This post is part of the On the Margin blog.
Labor costs have been a growing problem in the restaurant industry. A number of chains, including Bojangles Inc. and Texas Roadhouse Inc., noted that higher wage rates ultimately hurt their profit margins.
But that’s not the only place where labor costs are hurting the restaurant industry. It’s also costing them more to build new locations.
Development costs at Texas Roadhouse increased to more than $5 million per location in 2016, from $4.7 million the year before, and costs increased further this year. Executives on the company’s earnings call on Monday said those costs will remain high into next year.

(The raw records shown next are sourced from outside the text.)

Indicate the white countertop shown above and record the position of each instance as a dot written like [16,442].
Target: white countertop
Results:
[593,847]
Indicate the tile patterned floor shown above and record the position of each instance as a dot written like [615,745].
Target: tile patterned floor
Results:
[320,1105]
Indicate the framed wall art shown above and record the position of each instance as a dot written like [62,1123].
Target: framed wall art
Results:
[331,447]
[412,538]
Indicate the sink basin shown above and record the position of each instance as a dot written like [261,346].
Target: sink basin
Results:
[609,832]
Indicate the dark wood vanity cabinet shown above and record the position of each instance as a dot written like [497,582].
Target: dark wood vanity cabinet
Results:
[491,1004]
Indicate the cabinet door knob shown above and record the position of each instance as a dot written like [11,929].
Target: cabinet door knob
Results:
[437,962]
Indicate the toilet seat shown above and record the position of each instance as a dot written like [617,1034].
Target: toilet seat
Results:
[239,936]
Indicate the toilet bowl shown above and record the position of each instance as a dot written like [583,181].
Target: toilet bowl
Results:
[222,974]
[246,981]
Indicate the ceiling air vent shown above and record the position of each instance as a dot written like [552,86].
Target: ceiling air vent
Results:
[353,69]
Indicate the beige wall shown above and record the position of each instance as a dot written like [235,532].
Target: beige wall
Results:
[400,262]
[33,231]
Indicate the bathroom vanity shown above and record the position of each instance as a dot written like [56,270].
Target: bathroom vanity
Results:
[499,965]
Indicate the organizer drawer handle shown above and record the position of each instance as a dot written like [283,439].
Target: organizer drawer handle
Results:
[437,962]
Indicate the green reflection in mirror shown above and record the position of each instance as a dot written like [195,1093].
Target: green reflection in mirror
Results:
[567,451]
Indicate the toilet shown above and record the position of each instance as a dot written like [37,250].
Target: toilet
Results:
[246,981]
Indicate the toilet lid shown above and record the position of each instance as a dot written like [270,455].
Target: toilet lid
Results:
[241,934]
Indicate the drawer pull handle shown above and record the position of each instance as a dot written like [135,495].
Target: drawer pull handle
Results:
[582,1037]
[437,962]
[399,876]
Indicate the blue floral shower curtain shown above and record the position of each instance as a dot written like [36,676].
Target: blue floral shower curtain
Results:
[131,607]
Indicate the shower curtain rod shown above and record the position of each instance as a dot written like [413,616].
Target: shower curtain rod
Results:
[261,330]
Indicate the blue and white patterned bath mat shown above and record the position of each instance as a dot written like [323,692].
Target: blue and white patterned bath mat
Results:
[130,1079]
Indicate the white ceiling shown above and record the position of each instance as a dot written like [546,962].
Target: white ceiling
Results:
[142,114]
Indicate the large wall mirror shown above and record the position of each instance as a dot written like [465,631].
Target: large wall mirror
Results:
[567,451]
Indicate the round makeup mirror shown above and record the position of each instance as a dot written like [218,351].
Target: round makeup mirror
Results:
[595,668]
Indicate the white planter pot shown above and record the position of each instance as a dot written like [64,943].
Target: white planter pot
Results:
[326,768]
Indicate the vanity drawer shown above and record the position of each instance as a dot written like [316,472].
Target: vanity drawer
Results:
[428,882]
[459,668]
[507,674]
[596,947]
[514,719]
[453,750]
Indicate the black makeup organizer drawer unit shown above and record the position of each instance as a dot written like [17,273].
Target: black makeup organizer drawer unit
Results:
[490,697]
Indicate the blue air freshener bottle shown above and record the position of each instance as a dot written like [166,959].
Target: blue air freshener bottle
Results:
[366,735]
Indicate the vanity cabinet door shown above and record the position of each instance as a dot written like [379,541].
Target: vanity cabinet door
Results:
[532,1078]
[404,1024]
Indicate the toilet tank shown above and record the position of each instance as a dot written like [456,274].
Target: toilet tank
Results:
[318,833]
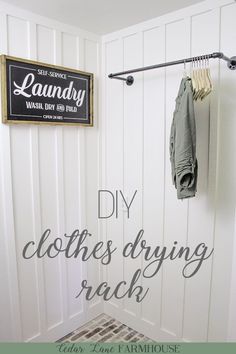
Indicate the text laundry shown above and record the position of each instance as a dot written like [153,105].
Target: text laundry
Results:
[29,88]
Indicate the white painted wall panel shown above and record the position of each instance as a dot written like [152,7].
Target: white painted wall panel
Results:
[41,187]
[205,38]
[154,163]
[113,141]
[193,309]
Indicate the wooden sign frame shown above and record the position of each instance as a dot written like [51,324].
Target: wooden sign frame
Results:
[38,93]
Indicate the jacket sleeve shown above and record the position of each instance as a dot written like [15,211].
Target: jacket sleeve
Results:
[185,142]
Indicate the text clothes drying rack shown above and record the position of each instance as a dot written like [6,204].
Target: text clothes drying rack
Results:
[231,63]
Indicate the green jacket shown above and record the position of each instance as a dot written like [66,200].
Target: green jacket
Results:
[183,143]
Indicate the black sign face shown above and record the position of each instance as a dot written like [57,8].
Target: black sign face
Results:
[34,92]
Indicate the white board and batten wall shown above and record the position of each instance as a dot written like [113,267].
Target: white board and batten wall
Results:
[49,177]
[45,182]
[135,134]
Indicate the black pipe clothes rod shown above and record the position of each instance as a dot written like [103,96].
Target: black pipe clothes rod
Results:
[231,63]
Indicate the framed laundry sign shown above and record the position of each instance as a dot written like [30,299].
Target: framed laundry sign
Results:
[34,92]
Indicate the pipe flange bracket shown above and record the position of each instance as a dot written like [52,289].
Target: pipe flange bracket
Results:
[232,63]
[130,80]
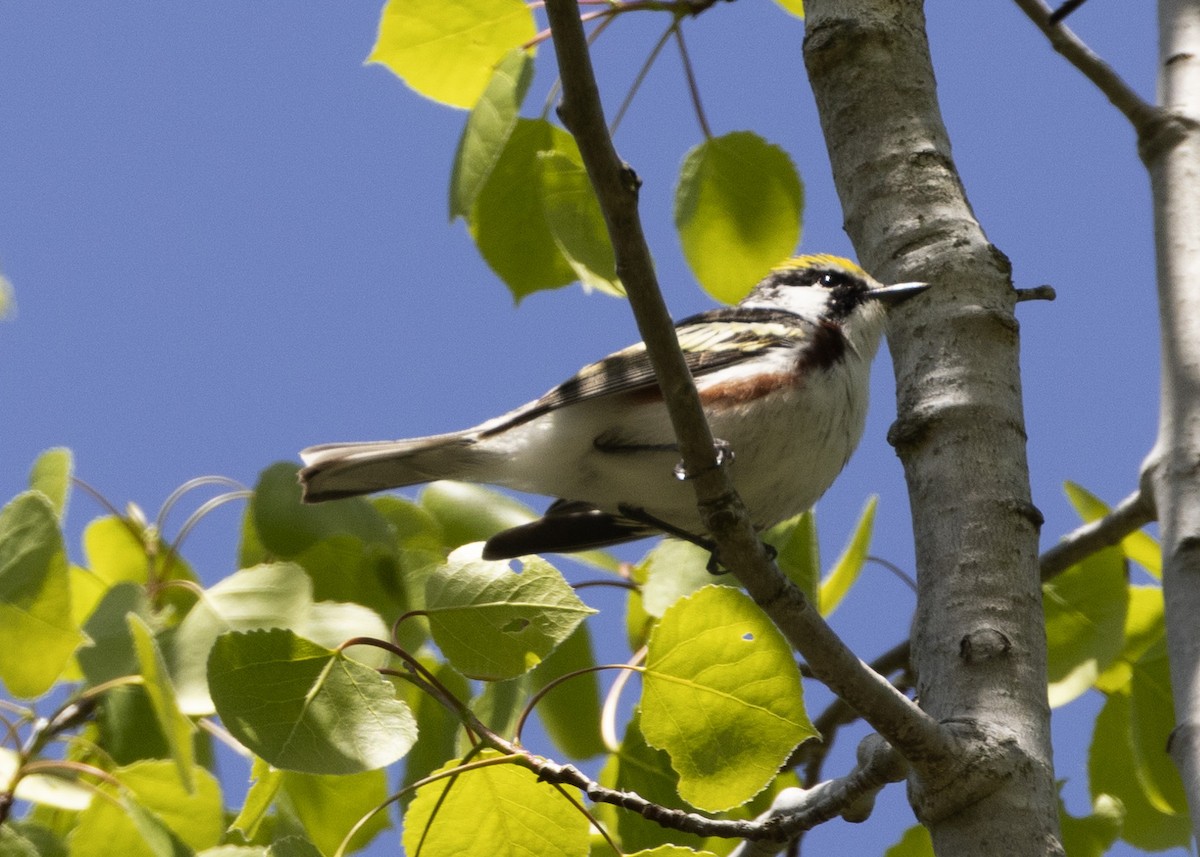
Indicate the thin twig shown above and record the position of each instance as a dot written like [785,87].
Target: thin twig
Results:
[1140,113]
[1129,515]
[693,85]
[851,797]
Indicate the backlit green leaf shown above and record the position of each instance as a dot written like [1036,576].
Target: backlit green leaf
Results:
[157,814]
[37,635]
[501,810]
[304,707]
[175,727]
[51,474]
[487,129]
[1139,546]
[1113,769]
[675,569]
[49,790]
[798,553]
[1092,835]
[576,222]
[738,211]
[1151,723]
[845,571]
[276,595]
[472,513]
[329,805]
[287,527]
[916,841]
[646,771]
[447,52]
[493,623]
[570,712]
[509,220]
[1144,628]
[1085,610]
[721,694]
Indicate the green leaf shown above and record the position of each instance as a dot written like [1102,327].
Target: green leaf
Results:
[46,789]
[1091,835]
[576,222]
[114,553]
[287,527]
[447,52]
[264,785]
[27,839]
[1085,610]
[329,807]
[51,474]
[489,127]
[738,211]
[637,767]
[493,623]
[129,727]
[293,846]
[1144,627]
[1139,546]
[570,712]
[178,729]
[845,571]
[109,652]
[1151,723]
[471,513]
[671,570]
[916,841]
[1113,769]
[509,219]
[436,725]
[37,635]
[277,595]
[304,707]
[797,551]
[157,815]
[499,706]
[501,810]
[7,299]
[721,694]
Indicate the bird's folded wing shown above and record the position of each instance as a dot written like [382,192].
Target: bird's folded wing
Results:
[709,341]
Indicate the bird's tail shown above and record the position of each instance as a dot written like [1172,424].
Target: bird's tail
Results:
[347,469]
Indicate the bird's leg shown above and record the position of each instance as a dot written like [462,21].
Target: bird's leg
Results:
[724,450]
[636,513]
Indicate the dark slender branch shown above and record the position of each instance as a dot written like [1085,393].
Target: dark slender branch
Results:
[851,797]
[693,87]
[893,714]
[1060,13]
[1131,514]
[1140,113]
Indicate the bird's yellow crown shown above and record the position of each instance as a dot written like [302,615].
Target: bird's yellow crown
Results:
[822,261]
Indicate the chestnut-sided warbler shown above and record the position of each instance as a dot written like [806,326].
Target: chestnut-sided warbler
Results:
[783,377]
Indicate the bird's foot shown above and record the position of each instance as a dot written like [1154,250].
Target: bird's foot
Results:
[714,565]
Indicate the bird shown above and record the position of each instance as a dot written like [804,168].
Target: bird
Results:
[783,377]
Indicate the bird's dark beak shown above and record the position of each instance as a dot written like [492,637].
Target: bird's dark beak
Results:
[891,295]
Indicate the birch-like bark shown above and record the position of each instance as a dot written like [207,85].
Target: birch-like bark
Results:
[1173,472]
[978,634]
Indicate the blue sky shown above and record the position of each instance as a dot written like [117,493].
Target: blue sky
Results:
[228,240]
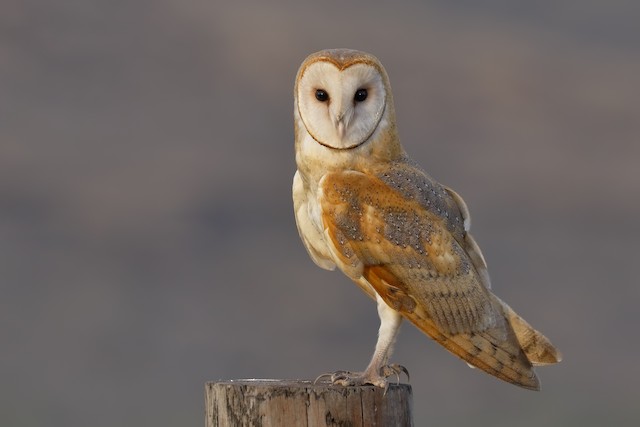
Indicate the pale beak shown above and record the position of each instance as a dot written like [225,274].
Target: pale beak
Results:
[340,126]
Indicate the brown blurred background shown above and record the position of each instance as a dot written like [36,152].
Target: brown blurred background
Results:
[146,230]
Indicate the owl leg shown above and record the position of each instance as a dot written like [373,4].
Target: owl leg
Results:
[378,369]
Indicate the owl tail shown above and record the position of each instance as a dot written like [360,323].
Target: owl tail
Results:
[536,346]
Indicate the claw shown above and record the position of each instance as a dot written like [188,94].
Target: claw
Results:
[327,374]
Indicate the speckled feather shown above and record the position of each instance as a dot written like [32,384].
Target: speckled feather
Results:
[362,205]
[406,233]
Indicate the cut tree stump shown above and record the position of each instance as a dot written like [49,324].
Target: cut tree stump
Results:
[285,403]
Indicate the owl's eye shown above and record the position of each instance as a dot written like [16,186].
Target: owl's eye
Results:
[322,95]
[361,95]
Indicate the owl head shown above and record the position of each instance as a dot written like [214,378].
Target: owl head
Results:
[343,104]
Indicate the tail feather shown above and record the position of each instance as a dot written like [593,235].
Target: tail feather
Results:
[536,346]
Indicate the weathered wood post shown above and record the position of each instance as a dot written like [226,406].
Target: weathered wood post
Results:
[281,403]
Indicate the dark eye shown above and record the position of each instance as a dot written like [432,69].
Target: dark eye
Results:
[361,95]
[322,95]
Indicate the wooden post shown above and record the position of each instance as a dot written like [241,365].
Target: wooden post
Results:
[281,403]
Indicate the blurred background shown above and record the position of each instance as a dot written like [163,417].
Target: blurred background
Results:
[147,236]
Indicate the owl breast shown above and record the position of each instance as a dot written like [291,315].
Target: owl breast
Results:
[309,222]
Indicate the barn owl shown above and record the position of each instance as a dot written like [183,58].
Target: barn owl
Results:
[363,205]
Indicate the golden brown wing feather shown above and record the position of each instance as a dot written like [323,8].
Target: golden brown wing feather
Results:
[411,251]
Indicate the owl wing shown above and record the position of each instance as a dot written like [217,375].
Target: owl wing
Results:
[416,261]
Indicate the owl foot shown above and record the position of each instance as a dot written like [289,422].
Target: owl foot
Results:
[379,379]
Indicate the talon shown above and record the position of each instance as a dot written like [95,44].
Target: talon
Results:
[328,374]
[399,369]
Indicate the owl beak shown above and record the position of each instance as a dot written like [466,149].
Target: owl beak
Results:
[340,126]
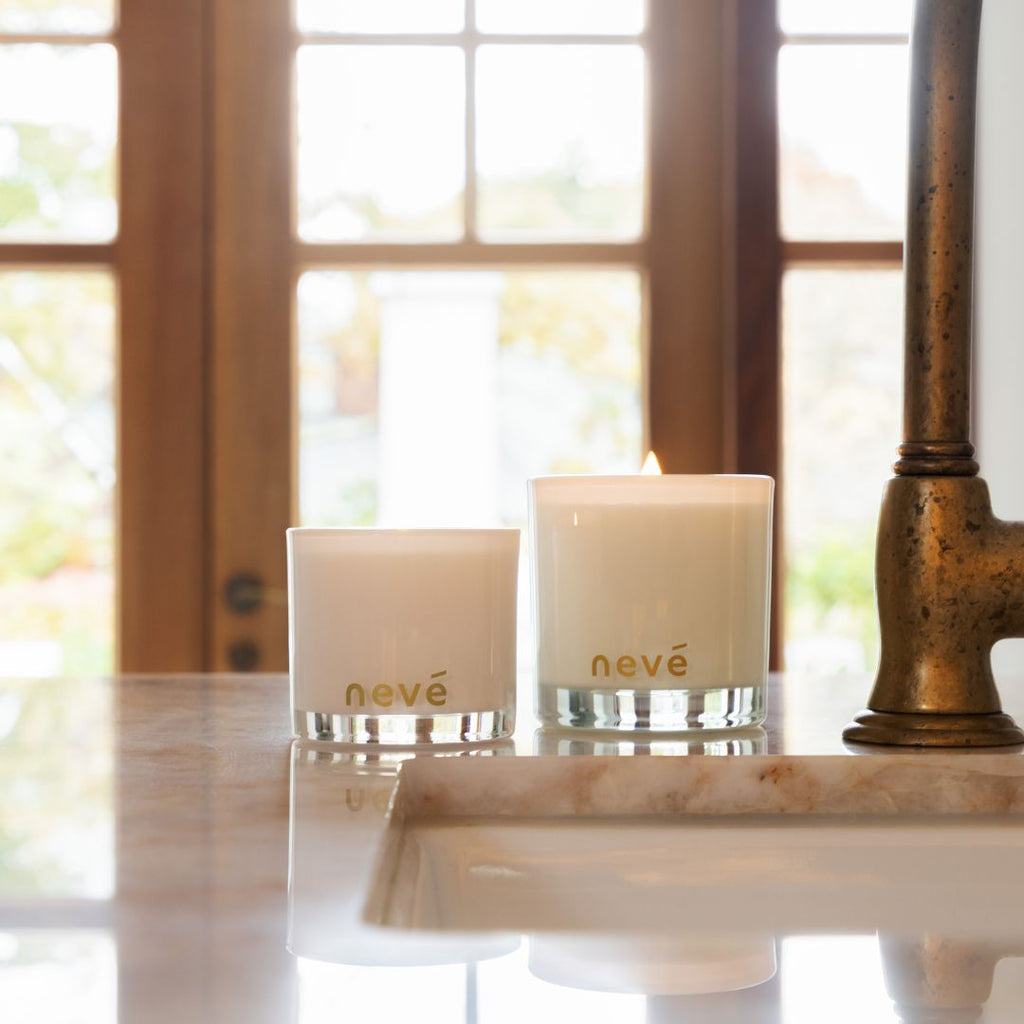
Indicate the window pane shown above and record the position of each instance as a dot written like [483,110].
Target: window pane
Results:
[431,397]
[57,142]
[843,141]
[552,16]
[57,824]
[841,16]
[56,473]
[380,15]
[56,15]
[381,142]
[842,357]
[59,974]
[560,141]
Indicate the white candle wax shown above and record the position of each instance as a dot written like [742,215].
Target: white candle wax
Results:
[650,584]
[388,627]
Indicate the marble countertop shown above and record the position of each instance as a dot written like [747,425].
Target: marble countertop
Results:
[167,853]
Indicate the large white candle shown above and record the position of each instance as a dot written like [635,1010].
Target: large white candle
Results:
[402,635]
[651,599]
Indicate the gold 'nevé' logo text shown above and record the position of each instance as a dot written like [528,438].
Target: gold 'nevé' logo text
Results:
[629,666]
[386,695]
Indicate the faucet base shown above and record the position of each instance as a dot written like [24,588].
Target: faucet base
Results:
[899,729]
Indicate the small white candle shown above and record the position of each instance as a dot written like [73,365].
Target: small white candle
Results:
[402,635]
[651,599]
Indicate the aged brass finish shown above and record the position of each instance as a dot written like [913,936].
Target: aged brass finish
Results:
[949,576]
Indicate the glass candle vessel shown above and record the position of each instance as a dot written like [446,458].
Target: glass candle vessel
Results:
[650,600]
[402,636]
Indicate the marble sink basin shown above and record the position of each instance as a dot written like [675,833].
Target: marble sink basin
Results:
[897,843]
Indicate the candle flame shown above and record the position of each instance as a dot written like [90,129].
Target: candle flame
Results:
[651,467]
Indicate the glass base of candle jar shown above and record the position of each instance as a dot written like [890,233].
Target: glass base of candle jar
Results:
[476,726]
[663,711]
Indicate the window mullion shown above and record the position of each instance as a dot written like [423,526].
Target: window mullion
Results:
[469,193]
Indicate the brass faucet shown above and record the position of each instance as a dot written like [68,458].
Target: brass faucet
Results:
[949,576]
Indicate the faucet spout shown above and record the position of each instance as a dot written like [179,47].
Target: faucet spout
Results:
[949,576]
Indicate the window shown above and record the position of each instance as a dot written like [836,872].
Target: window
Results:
[58,219]
[842,119]
[227,252]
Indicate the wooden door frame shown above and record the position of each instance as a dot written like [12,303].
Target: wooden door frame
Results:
[160,261]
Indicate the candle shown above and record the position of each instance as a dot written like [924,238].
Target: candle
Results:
[402,635]
[651,600]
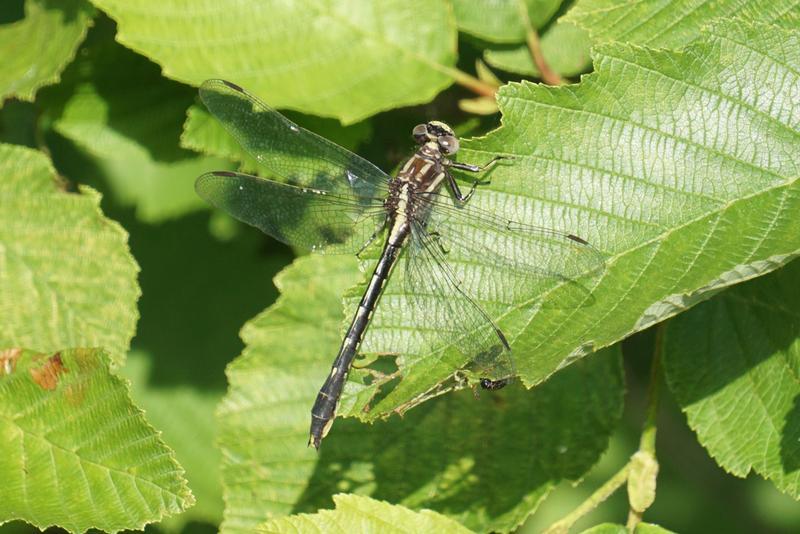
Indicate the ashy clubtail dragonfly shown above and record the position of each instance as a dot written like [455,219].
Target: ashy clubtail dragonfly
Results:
[333,201]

The reason? Higher construction costs.
“It’s getting really tough, particularly building construction,” Texas Roadhouse President Scott Colosi said.
He said shortages in many of the trades that make up the construction business, such as framers or plumbers, have driven up costs. “They’re commanding top dollar, number one, to work in those jobs,” Colosi said. “And number two, the owners of those companies are paying top dollars to bid out their services. So that’s something that’s very concerning.”
Unemployment has fallen to 4.4 percent, essentially full employment, which means that companies have to compete for workers. This competition drives up wages and increases the cost of doing business.
Construction wage rates have increased 3 percent over the past year. The number of construction jobs increased by 16,000 in June, including 11,000 more specialty trade contractor jobs. Demand for projects has builders complaining about a labor shortage.
Associated General Contractors of America, an industry trade group, said that construction unemployment fell to its lowest level in history in June. “Companies are having to reach outside the industry to fill positions,” Ken Simonson, the association’s chief economist, said in a statement.
Of course, higher wages in other industries is good for restaurants because they want consumers who have more disposable income they can spend to eat out. Nothing generates restaurant sales like higher disposable incomes.
Count Texas Roadhouse among those viewing the higher construction costs as a good news-bad news scenario. After all, the company’s same-store sales increased 4 percent in its second quarter ended June 27, and accelerated in July.
“I think it’s benefiting us on the sales side,” Colosi said. “So yeah, we’re paying up more to get our buildings built, but at the same time we’re winning a little bit more on the sales side. So one comes with the other, and I guess it’s a good problem to have.”
Jonathan Maze, Nation’s Restaurant News senior financial editor, does not directly own stock or interest in a restaurant company.